Where to even begin about my mom...I am the 4th child down in a family of 8 children...5 are from the same father and there other 3 are from my step-dad.

Mom as far as I can remember was this person who told us what to do. She was more a dictator than a mom. My dad hit my mom so she left him, then she married my step-dad who, yes you guessed it he hit her. Growing up was rough I remember a lot of yelling and screaming, sneaking out of windows to run to the neighbors to call the police. I remember alot of crying...when my mom getting right back with him the next day.

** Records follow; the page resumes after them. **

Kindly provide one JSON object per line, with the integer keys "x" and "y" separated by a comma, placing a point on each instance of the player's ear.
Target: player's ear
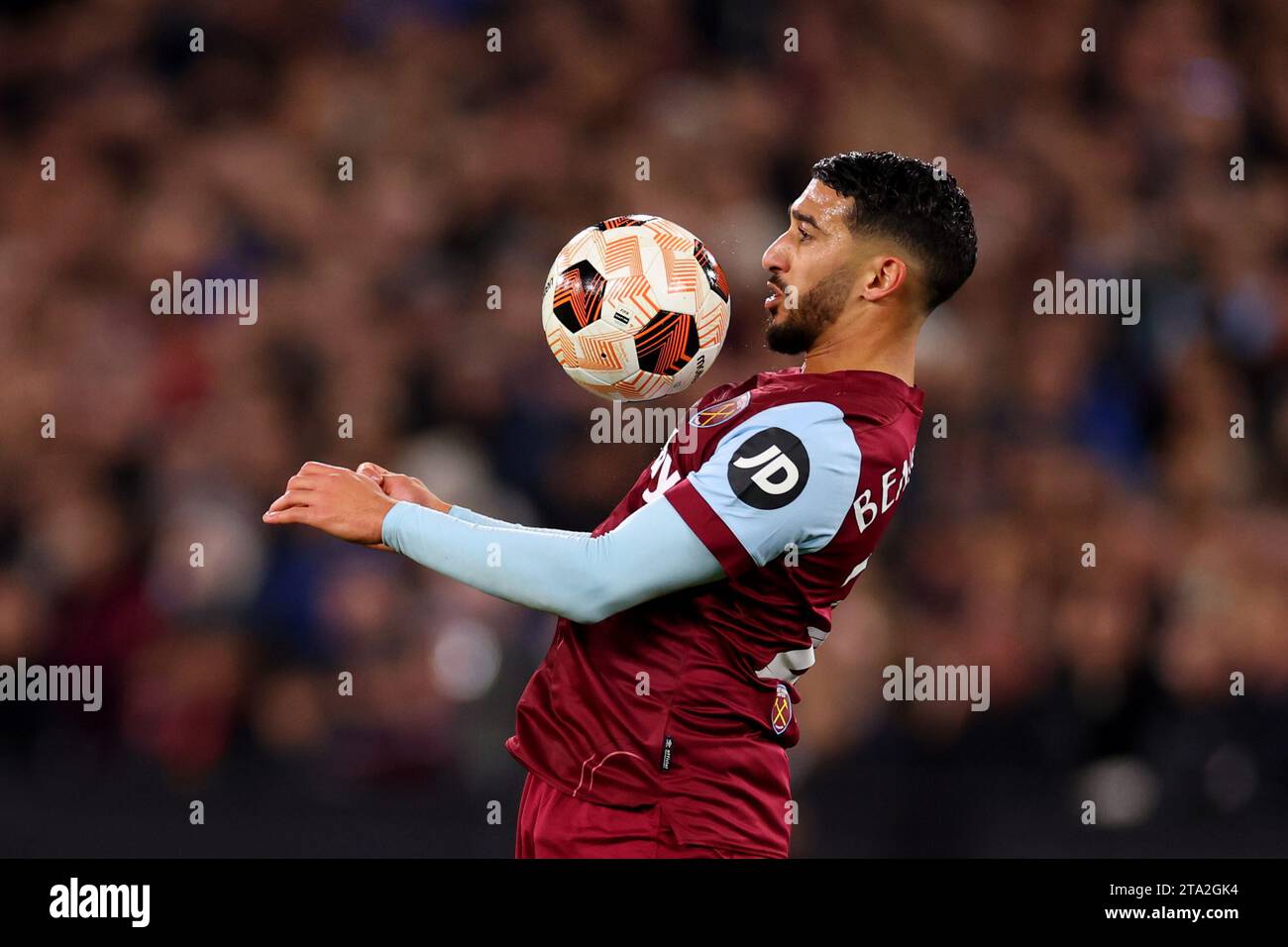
{"x": 884, "y": 275}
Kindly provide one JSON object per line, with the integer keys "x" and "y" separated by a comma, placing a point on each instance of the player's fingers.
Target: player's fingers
{"x": 291, "y": 497}
{"x": 317, "y": 467}
{"x": 291, "y": 514}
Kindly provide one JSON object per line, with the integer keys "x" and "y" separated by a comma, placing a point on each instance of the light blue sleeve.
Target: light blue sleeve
{"x": 478, "y": 518}
{"x": 575, "y": 575}
{"x": 786, "y": 475}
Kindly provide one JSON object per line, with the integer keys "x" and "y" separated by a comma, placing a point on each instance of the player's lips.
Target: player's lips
{"x": 774, "y": 296}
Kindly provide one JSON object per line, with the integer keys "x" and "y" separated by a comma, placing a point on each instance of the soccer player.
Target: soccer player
{"x": 658, "y": 722}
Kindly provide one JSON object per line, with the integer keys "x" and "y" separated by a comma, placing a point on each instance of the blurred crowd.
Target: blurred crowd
{"x": 1162, "y": 445}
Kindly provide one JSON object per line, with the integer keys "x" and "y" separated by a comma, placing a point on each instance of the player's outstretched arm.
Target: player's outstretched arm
{"x": 575, "y": 575}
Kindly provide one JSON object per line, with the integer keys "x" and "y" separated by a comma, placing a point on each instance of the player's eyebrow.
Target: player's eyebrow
{"x": 806, "y": 219}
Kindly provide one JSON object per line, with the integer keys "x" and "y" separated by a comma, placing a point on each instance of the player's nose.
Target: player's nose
{"x": 776, "y": 257}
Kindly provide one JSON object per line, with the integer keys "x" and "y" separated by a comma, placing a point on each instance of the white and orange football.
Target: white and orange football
{"x": 635, "y": 308}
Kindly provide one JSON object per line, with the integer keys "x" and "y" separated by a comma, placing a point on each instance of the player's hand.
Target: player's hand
{"x": 335, "y": 500}
{"x": 403, "y": 487}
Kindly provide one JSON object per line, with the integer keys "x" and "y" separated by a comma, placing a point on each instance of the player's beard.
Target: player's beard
{"x": 799, "y": 329}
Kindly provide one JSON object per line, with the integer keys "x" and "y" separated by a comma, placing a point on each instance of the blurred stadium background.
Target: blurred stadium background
{"x": 471, "y": 170}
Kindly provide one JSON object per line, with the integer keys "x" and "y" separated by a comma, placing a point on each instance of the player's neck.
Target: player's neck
{"x": 892, "y": 350}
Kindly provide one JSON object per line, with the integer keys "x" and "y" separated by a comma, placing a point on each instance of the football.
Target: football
{"x": 635, "y": 308}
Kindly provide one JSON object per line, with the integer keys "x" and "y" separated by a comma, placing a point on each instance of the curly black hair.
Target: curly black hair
{"x": 901, "y": 197}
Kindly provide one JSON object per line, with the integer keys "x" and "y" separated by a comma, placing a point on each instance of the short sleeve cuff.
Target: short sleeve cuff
{"x": 707, "y": 526}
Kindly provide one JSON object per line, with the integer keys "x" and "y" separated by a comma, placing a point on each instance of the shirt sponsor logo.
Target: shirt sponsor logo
{"x": 769, "y": 470}
{"x": 781, "y": 714}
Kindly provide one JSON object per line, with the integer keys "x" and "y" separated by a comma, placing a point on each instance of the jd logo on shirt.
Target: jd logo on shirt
{"x": 769, "y": 470}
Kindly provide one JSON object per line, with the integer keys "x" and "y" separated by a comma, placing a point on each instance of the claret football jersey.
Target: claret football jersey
{"x": 688, "y": 701}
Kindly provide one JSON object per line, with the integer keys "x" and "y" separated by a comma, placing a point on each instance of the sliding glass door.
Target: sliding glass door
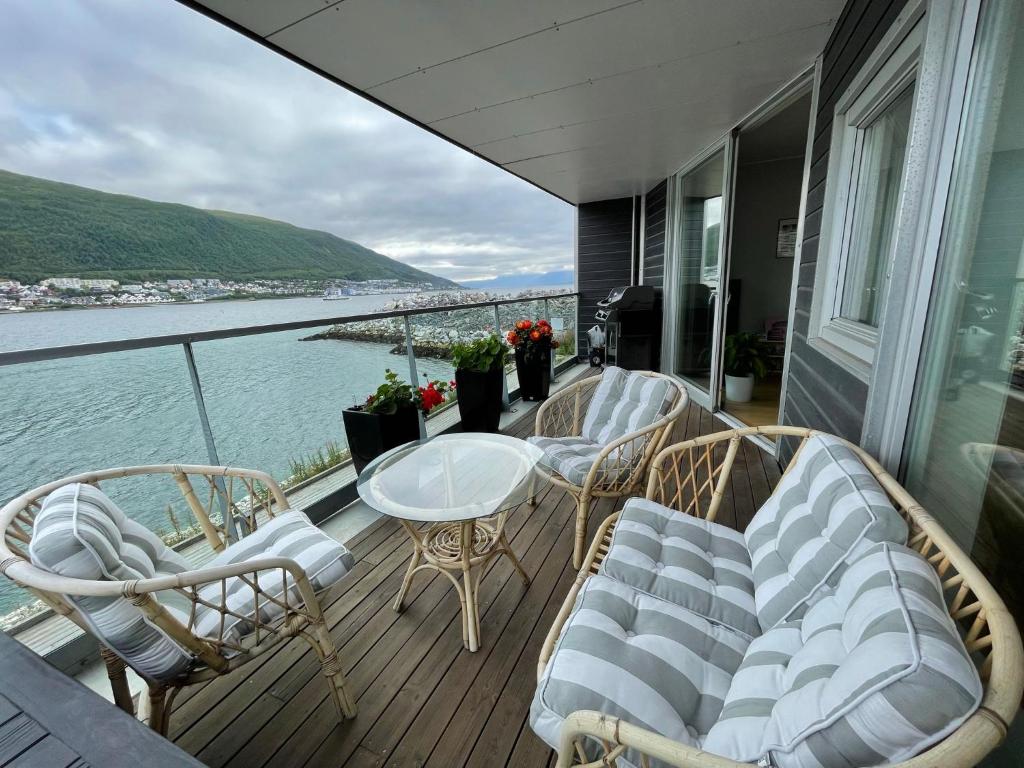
{"x": 964, "y": 456}
{"x": 698, "y": 241}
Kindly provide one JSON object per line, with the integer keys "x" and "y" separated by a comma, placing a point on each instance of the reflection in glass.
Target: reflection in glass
{"x": 881, "y": 169}
{"x": 697, "y": 266}
{"x": 965, "y": 460}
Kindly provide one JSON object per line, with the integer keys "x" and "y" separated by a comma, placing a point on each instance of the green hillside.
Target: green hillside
{"x": 54, "y": 229}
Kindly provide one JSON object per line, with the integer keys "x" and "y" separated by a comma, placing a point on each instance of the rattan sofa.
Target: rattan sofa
{"x": 691, "y": 477}
{"x": 621, "y": 466}
{"x": 281, "y": 597}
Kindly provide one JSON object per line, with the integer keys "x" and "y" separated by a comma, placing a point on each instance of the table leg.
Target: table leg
{"x": 472, "y": 620}
{"x": 413, "y": 564}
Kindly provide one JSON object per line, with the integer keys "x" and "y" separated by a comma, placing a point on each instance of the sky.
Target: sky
{"x": 151, "y": 98}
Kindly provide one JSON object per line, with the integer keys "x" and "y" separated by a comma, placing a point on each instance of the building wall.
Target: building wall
{"x": 604, "y": 256}
{"x": 820, "y": 393}
{"x": 653, "y": 243}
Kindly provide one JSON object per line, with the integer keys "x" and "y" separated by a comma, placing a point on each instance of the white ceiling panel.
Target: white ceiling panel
{"x": 376, "y": 41}
{"x": 266, "y": 16}
{"x": 587, "y": 98}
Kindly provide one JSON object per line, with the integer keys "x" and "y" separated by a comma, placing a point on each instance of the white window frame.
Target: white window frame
{"x": 892, "y": 68}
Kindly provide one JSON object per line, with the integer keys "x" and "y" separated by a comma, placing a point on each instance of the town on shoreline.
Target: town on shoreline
{"x": 435, "y": 333}
{"x": 78, "y": 293}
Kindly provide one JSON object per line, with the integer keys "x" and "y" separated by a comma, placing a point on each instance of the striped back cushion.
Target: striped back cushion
{"x": 81, "y": 534}
{"x": 823, "y": 514}
{"x": 624, "y": 402}
{"x": 289, "y": 534}
{"x": 873, "y": 674}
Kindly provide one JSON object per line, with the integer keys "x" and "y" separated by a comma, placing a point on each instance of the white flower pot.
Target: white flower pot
{"x": 739, "y": 388}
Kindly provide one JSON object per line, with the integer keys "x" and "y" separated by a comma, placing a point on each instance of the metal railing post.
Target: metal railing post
{"x": 505, "y": 378}
{"x": 413, "y": 375}
{"x": 211, "y": 446}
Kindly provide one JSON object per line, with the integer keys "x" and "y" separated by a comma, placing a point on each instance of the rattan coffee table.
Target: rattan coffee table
{"x": 463, "y": 486}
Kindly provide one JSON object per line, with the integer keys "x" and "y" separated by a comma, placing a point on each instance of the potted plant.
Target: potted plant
{"x": 532, "y": 343}
{"x": 388, "y": 417}
{"x": 743, "y": 361}
{"x": 479, "y": 368}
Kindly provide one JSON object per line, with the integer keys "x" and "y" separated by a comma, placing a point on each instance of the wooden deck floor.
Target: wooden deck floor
{"x": 423, "y": 700}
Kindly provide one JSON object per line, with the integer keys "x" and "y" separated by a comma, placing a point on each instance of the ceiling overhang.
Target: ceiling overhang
{"x": 589, "y": 99}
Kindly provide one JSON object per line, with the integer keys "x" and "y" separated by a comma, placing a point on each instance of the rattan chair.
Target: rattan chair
{"x": 296, "y": 610}
{"x": 691, "y": 477}
{"x": 621, "y": 467}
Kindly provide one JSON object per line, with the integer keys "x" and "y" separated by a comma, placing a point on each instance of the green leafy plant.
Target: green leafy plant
{"x": 479, "y": 355}
{"x": 744, "y": 353}
{"x": 395, "y": 393}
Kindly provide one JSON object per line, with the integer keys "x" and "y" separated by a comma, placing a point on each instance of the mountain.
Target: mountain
{"x": 512, "y": 282}
{"x": 50, "y": 229}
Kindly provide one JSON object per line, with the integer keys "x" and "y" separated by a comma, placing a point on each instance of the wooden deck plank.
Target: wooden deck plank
{"x": 423, "y": 699}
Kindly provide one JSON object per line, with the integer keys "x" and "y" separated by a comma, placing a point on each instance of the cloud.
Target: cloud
{"x": 156, "y": 100}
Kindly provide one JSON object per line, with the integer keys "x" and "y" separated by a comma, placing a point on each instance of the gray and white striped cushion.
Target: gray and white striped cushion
{"x": 81, "y": 534}
{"x": 624, "y": 402}
{"x": 570, "y": 457}
{"x": 873, "y": 674}
{"x": 824, "y": 513}
{"x": 693, "y": 563}
{"x": 288, "y": 534}
{"x": 638, "y": 657}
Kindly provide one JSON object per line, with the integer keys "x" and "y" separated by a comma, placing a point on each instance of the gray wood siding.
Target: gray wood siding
{"x": 819, "y": 393}
{"x": 604, "y": 256}
{"x": 653, "y": 244}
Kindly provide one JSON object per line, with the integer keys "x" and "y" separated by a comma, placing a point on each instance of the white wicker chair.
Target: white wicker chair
{"x": 296, "y": 611}
{"x": 691, "y": 477}
{"x": 621, "y": 467}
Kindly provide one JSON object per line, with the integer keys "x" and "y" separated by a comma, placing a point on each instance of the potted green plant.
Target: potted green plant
{"x": 532, "y": 343}
{"x": 479, "y": 369}
{"x": 743, "y": 361}
{"x": 388, "y": 417}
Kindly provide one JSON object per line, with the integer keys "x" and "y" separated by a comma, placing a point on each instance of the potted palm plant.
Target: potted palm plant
{"x": 743, "y": 361}
{"x": 479, "y": 368}
{"x": 532, "y": 343}
{"x": 388, "y": 417}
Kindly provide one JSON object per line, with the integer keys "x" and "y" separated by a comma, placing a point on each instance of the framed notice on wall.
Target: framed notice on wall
{"x": 785, "y": 243}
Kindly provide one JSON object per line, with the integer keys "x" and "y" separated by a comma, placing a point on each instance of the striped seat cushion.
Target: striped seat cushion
{"x": 291, "y": 535}
{"x": 81, "y": 534}
{"x": 872, "y": 674}
{"x": 572, "y": 458}
{"x": 624, "y": 402}
{"x": 639, "y": 657}
{"x": 823, "y": 514}
{"x": 686, "y": 560}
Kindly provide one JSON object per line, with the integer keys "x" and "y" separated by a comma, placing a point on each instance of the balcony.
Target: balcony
{"x": 423, "y": 699}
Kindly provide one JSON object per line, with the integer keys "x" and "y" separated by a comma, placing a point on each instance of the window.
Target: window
{"x": 870, "y": 135}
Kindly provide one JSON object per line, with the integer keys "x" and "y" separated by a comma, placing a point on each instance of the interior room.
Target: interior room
{"x": 769, "y": 170}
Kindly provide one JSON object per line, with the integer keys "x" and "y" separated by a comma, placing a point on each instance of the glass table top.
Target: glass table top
{"x": 451, "y": 477}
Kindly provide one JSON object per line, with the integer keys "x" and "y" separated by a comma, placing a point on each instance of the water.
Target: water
{"x": 269, "y": 397}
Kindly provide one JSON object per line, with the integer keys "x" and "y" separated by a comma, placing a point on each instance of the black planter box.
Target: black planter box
{"x": 373, "y": 434}
{"x": 535, "y": 373}
{"x": 479, "y": 399}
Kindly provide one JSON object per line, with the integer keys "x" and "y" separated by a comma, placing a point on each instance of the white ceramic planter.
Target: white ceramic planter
{"x": 739, "y": 388}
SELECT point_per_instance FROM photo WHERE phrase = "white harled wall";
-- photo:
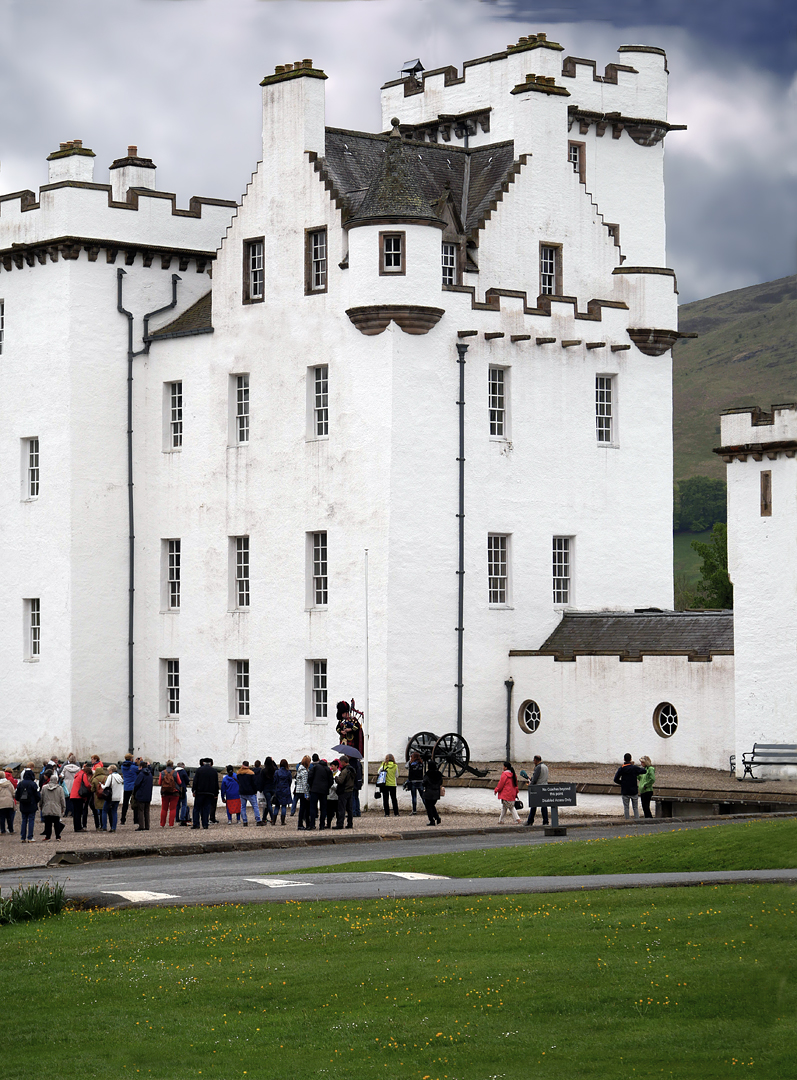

I married at 16 to get out of the house. Something I regretted not because I don't love my husband who I have been married to for 14 years but because I left my little brothers and my baby sister alone. I should have stuck it out for their sake right? I don't know I ask myself that all the time. My mom now denies that any of this every happened. She says she did everything for us. Could she really be that crazy to think that she was a good mom? Can all four of us sisters be making this horrible childhood up? I remember him telling me he would knock my head off with this bat he was holding if I made a move all the while my mom screaming at me to go call the police. How could someone threaten your child like that and you just forget about it? Do I need help or does my mom? I have told her numerous times to seek help. I told my sister to forget about what she did to us and go on with her life, so why can't I let it go? Its easier said than done. Parent's are the most important part of your life as a child, so if your parents don't treat you right remember to tell yourself I will be okay...this pain can't last forever right?